Wednesday, July 24, 2013

Weight Equals Happiness?

Oh, holy heck.  This one hit me right between the eyes.

Months ago when I went to the doctor and found out I had gained seven (more) pounds, for several days I felt like my life had taken a turn for the worse.  I have been on a path of enlightenment to lose weight, not gain it and this is putting me even further away from wherever my natural weight is.  (What is my natural weight? - that is still a mystery)

I can see how dramatic that was now but it worked into an aha moment that continues to sink in.  I wrote about in on February 22 and it was called "Seven Pounds and a Palpable Shift."

Walking around with the extra seven pounds and learning to accept and love myself "as is" is a HUGE (!) endeavor but one fully worth taking.  And the truth is that when I weighed less after dieting for about ten minutes,  my world did not change as I anticipated.  It was more fun to go shopping and get dressed but I still had the same insecurities and incessant thoughts plaguing me.

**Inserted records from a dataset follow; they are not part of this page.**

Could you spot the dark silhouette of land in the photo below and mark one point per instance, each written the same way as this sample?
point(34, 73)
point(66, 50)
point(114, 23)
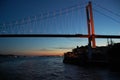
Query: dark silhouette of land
point(104, 56)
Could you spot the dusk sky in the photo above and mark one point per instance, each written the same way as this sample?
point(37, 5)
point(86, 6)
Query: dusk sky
point(62, 17)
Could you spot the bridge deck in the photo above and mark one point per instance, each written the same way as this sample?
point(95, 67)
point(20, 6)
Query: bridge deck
point(58, 35)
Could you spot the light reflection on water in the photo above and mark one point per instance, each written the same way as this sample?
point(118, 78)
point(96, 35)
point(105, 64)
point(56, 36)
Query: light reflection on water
point(50, 68)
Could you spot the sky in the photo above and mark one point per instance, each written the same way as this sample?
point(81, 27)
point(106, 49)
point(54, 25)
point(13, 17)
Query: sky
point(106, 15)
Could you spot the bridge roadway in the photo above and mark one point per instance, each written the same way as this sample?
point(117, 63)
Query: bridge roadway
point(58, 35)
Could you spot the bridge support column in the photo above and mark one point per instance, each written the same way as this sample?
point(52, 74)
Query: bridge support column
point(91, 32)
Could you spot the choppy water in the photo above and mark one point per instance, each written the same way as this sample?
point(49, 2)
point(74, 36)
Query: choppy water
point(50, 68)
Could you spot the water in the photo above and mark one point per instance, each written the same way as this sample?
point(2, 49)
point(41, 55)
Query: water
point(50, 68)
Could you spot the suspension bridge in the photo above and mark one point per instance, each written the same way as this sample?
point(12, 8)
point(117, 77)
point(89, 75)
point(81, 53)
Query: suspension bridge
point(51, 24)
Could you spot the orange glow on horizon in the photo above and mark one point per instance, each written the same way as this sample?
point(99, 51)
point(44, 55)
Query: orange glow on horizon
point(46, 53)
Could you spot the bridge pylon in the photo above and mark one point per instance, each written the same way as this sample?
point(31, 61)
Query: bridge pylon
point(90, 23)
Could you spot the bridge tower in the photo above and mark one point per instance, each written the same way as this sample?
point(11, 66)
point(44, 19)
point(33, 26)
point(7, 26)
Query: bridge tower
point(90, 23)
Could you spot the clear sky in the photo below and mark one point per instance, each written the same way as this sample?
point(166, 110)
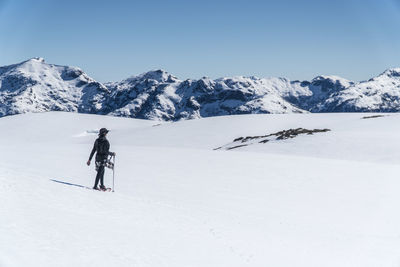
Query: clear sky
point(111, 40)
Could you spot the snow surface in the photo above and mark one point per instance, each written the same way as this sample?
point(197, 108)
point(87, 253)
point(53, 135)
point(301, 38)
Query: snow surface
point(329, 199)
point(36, 86)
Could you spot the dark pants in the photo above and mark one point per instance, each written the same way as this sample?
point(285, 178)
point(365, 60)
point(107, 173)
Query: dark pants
point(100, 174)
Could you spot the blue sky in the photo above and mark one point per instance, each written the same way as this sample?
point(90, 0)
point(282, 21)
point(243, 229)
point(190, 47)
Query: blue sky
point(111, 40)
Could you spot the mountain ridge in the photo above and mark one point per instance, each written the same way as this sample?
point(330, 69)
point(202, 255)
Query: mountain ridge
point(36, 86)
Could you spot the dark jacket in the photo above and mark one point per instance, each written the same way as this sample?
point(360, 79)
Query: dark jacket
point(102, 146)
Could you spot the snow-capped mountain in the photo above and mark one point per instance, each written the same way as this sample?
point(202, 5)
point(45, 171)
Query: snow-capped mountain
point(379, 94)
point(35, 86)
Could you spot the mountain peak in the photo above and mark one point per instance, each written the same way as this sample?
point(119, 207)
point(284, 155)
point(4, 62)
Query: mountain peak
point(158, 75)
point(36, 59)
point(392, 72)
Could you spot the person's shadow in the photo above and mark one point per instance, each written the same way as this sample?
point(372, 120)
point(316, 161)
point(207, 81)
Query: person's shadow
point(71, 184)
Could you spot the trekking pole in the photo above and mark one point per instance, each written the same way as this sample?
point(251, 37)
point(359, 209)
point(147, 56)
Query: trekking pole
point(113, 170)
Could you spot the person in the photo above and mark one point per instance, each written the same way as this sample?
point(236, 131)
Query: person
point(102, 147)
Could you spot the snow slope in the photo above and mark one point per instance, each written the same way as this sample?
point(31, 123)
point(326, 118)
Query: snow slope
point(329, 199)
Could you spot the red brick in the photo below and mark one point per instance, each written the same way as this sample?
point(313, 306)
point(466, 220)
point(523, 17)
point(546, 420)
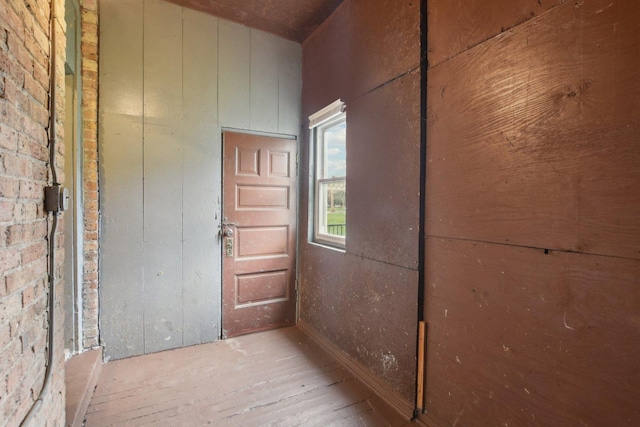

I still lived in fear on a day to day basis and at the whim of my feelings which overwhelmed me.  I didn't realize I lived in fear until I slowed down enough to realize it.   The last years of therapy and intense self examination have led to more understanding of where I came from, who I am authentically and most of all, how to handle my feelings and thought processes.  Shifting my thoughts from fear to love on a daily basis has been an incredible journey and one that I will continue the rest of my life.  Worrying about my looks and weight does not move me in a positive direction at all.  And most importantly, my weight does not indicate my self worth.

I have slowly come to realize that the inner journey "stuff" FASCINATES me, rocks my boat and that is who I am.  For most other people, not so much.   Ye that is who I am authentically. And that is okay that I'm different from other people.  Accepting this about myself is very freeing.  I beat myself up a lot over this one.  Now I become so excited when I find another person on the path.  The "inner journey people" are few and far between because one would have to slow down, stop the madness of compulsive activity that keep us from thinking and examine and that may be too painful to do.  Some people there have to hit rock bottom to propel them on the journey.   It is a painful journey but oh so freeing at the same time.